Der Umbau der Direktzahlungen ist aus Sicht des Naturschutzes deshalb unumgänglich. Hierzu gebe es erheblichen Diskussionsbedarf, formuliert Krüger. Die gesellschaftlichen Erwartungen an die Landwirtschaft hätten sich geändert. Die Landwirtschaft müsse das Signal aus der Bevölkerung ernst nehmen. Ansonsten fehlten nachher die Geldströme zur Finanzierung des Umbaus. Bei allen unterschiedlichen Ansätzen erkennt Klein einen positiven Trend und einen Änderungswillen bei allen Beteiligten.
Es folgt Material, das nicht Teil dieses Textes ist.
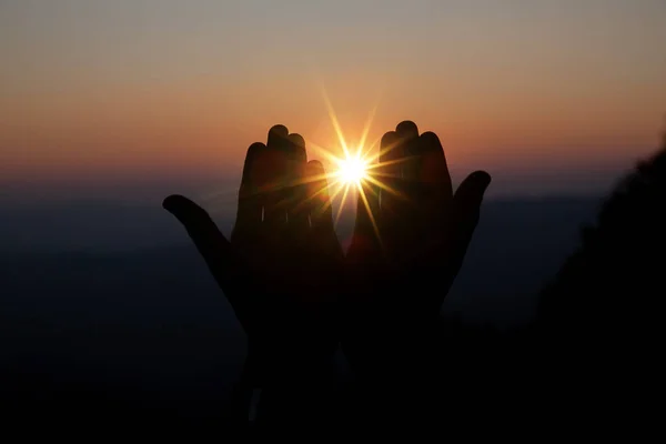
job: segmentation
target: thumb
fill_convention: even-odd
[[[238,272],[238,263],[231,244],[209,213],[182,195],[170,195],[162,206],[183,224],[215,281],[226,291]]]
[[[491,175],[485,171],[475,171],[458,186],[453,196],[456,222],[456,236],[461,248],[466,250],[478,224],[478,214],[483,196],[491,184]]]

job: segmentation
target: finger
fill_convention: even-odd
[[[311,160],[305,170],[306,199],[310,224],[313,230],[333,231],[333,208],[329,193],[326,171],[320,161]]]
[[[383,181],[383,178],[377,178]],[[380,188],[366,180],[361,181],[356,196],[356,220],[347,258],[353,262],[381,250]]]
[[[162,206],[183,224],[224,294],[232,296],[241,266],[209,213],[182,195],[170,195]],[[234,303],[231,299],[230,302]]]
[[[384,134],[380,147],[379,180],[384,184],[380,194],[380,206],[383,214],[393,214],[401,199],[402,144],[396,132]]]
[[[236,222],[234,224],[234,233],[251,231],[256,229],[261,223],[262,202],[254,169],[256,167],[256,158],[261,155],[261,152],[265,149],[266,147],[263,143],[253,143],[248,149],[248,154],[245,154],[243,176],[239,190],[239,209]]]
[[[411,120],[405,120],[398,123],[395,132],[403,147],[404,162],[402,164],[402,176],[405,182],[406,192],[411,194],[420,173],[421,143],[418,127]]]
[[[305,140],[300,134],[289,135],[289,164],[287,164],[287,182],[291,183],[290,189],[285,194],[286,199],[286,216],[290,231],[293,234],[305,234],[310,228],[309,211],[305,205],[307,193],[306,163],[307,153],[305,151]]]
[[[284,125],[275,125],[269,130],[266,155],[262,158],[266,164],[268,180],[264,196],[264,224],[269,229],[286,223],[284,205],[284,188],[287,169],[289,130]]]
[[[453,198],[454,210],[454,251],[456,252],[456,266],[462,264],[467,245],[472,241],[474,230],[478,224],[478,216],[483,196],[491,183],[491,175],[485,171],[470,174],[458,186]]]
[[[434,132],[421,134],[421,180],[437,189],[442,195],[452,195],[451,174],[440,138]]]

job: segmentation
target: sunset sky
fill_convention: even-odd
[[[456,171],[548,191],[656,148],[664,23],[664,0],[2,0],[0,183],[234,176],[274,123],[336,150],[326,91],[352,142],[376,107],[370,139],[411,119]]]

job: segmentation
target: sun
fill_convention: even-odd
[[[337,160],[336,175],[345,184],[360,184],[367,178],[367,161],[360,154],[347,154]]]

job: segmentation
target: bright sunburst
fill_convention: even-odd
[[[314,151],[323,157],[329,163],[326,172],[329,193],[331,195],[331,201],[340,202],[337,214],[335,216],[335,224],[337,224],[340,221],[340,216],[345,208],[345,203],[350,194],[356,194],[357,199],[363,202],[369,211],[370,219],[374,225],[375,234],[379,238],[380,233],[375,223],[375,215],[372,214],[370,209],[369,196],[366,195],[367,188],[365,188],[364,184],[372,184],[375,189],[381,189],[384,192],[395,195],[400,195],[400,193],[387,186],[387,184],[381,180],[382,176],[379,174],[377,169],[382,167],[382,164],[377,161],[380,157],[379,150],[376,149],[379,140],[374,141],[373,143],[366,143],[376,107],[372,110],[367,121],[365,122],[361,140],[355,148],[352,149],[346,143],[345,135],[342,131],[340,122],[337,121],[337,117],[333,110],[333,107],[331,105],[331,102],[325,93],[325,90],[324,100],[329,109],[331,123],[337,135],[337,143],[335,143],[337,147],[333,148],[334,145],[329,145],[324,148],[309,142],[309,149],[314,149]],[[393,147],[383,147],[382,149],[384,151],[390,151],[393,149]],[[306,180],[316,181],[319,179],[320,178],[309,178]],[[324,191],[325,190],[320,190],[315,194]]]
[[[344,159],[335,159],[337,171],[332,174],[340,178],[346,184],[361,184],[361,181],[367,178],[367,160],[361,158],[361,150],[354,154],[346,154]]]

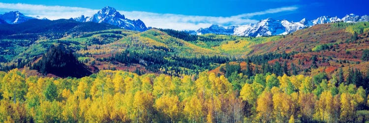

In der Schlussrunde bestätigt auch die Praktikerin Peters, dass man sich nicht verschließen dürfe. Eine Beteiligung an der gesellschaftlichen Diskussion sei wichtig, um die Rahmenbedingungen mitgestalten zu können. Die Aufgabe für die Industrie sieht Köbele darin, mit innovativen Ansätzen stärker in die Fläche zu wirken. Werkzeuge wie die Biodiversitätsberatung oder der Einsatz digitaler Technologien seien dafür geeignet. Als absolut notwendig betrachtet es Klein, die Rahmenbedingungen der Förderpolitik anzupassen. Für Krüger gehört es zur Aufgabe der Zukunftskommission, der er angehört, Ziele zu formulieren, aus den Einzelbetrachtungen herauszukommen und daraus eine sinnvolle Förderpolitik zu entwickeln. Alles andere sei Stückwerk.